Larry’s love of English history, especially the kings, had betrayed him. I pulled my drape off and Larry gasped. I had guessed correctly which king was Larry’s favorite and had constructed the perfect foil: an 18-foot rat infected with the plague.

“No!” Larry shouted but it was too late. We pushed my rat over and it attacked Edward. The gallant king doubled over and collapsed. Larry threw himself on Edward, his tall, proud body wracked with bass-voiced sobs. In my heart, I wanted to go over and console Larry, but I knew he was too full of himself to accept my sympathy.

Besides, when I turned my back, the rat escaped and attacked the class. Six were already dead and for some reason had turned into zombies. So, we all had problems.

Third Place:

3rd place, “Fit to Be Tied in Fitness Rooms” by Kelly Aloe, Luddington, MI

Whenever I stay in a hotel, the first thing I do is scout out the fitness room. And much to my amusement, I’ve found that no matter how fancy or flimsy the hotel, hotel fitness rooms are all pretty much alike.

Welcome to Hotel Cleansheets.
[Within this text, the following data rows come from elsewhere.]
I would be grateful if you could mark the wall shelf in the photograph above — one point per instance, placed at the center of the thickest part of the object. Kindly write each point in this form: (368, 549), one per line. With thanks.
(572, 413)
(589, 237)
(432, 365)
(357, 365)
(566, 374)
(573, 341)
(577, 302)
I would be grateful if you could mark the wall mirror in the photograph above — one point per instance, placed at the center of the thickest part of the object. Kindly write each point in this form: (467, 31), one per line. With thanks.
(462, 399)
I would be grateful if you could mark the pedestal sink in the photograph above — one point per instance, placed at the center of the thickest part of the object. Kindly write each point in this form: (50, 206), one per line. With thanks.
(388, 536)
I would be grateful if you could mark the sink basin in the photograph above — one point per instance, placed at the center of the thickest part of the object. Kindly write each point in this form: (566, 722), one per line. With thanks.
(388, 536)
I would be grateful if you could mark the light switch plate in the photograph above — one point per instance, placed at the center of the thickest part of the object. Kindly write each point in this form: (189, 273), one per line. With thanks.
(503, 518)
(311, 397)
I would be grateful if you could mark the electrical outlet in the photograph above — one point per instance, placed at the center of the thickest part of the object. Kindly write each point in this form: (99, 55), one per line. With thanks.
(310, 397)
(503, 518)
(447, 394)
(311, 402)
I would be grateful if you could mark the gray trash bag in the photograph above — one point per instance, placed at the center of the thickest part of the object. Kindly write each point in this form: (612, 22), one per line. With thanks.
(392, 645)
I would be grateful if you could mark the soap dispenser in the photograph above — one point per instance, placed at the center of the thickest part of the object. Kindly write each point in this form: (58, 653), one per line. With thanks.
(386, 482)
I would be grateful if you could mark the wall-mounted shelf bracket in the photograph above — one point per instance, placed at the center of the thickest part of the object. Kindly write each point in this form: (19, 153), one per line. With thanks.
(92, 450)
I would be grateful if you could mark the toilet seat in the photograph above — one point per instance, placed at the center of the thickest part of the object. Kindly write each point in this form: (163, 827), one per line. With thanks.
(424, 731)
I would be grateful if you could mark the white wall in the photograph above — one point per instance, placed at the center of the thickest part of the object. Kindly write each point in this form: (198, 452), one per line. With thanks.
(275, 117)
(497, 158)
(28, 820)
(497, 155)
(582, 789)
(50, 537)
Where your comfort is our main priority.
For your enjoyment, we have a fully equipped Exercise and Fitness Room.
Our Fitness Room is located on the sixth floor.
Take the stairs.
Very rarely, if ever, are the stairwells locked.
Except in emergencies.

When you come out of the stairwell, turn left. Then make a sharp right.
No, that’s the ice room, silly.
Follow the signs.
If you cannot find the Fitness Room, go back to the ice room and have a snack.
Sit there until someone with a towel walks by.
Please do not take the towels from your room. There are towels in the Fitness Room.
Besides, it is not necessary to cover yourself up. The other guests paid good money to see you walking down the hall in your exercise clothes.
No, they always laugh like that. They’re jolly people.

To access the Fitness Room, you will need to insert your room key into the slot.
Not that way.
The other way.
Now, flip it over.
Not that way. The other way.
If you cannot make it work, bang on the door until someone lets you in.

Notice how spacious our Fitness Room is.
The mirrors cost twice what the machines did.
Be sure to look directly into the mirrors when you exercise.
Don’t get too close.
No, of course they’re not two-way mirrors, silly.
Our nine-by-nine Fitness Room houses three exercise bicycles and two treadmills.
One of which may actually work.  
At any given time.

Turning on the treadmill is easy.
If you have a college education.
And majored in Calculus.
With a minor in Engineering.
And a doctorate in Computer Physics.

If you cannot turn on the treadmill, call for an associate to help you.
Or a nine-year-old who plays video games.
If the Fitness Room phone is not working, you’ll need your cell.
If you do not have your cell, go back and get it.
Do you remember how you got here?
On the way to your room, stop by the front desk.
Ask the receptionist to send someone to the Fitness Room.
Maybe she has a nine year old.
If not, an associate will promptly assist you.
As soon as he’s off break.
We don’t know when that will be.
In the meantime, try meditating.
Please do not sweat all over the machines.
Wipe off your sweat with a towel.
Not your underwear.
We don’t care if it is clean.

The towels are stacked by the water cooler.
The water is changed on a regular basis.
Don’t ask us what that is.
We do not recycle paper cups.
On a regular basis, that is.

Occasionally, there will be obnoxious hotel guests using the Fitness Room.
Try not to be one of them.
If you are, an associate will promptly escort you out of the Fitness Room.
As soon as he’s off break.

Please use the machines for a maximum of 30 minutes only. Others may be waiting to use them.
We can’t imagine why either.
They must be desperate.
Or hung over.
Or they were out looking for the ice machine and got lost.

Do not do anything with, on or between the weight machines that could be considered illegal, immoral or in any way erotically motivated.Unless all hotel associates are on break.
You didn’t really think these are normal mirrors, did you?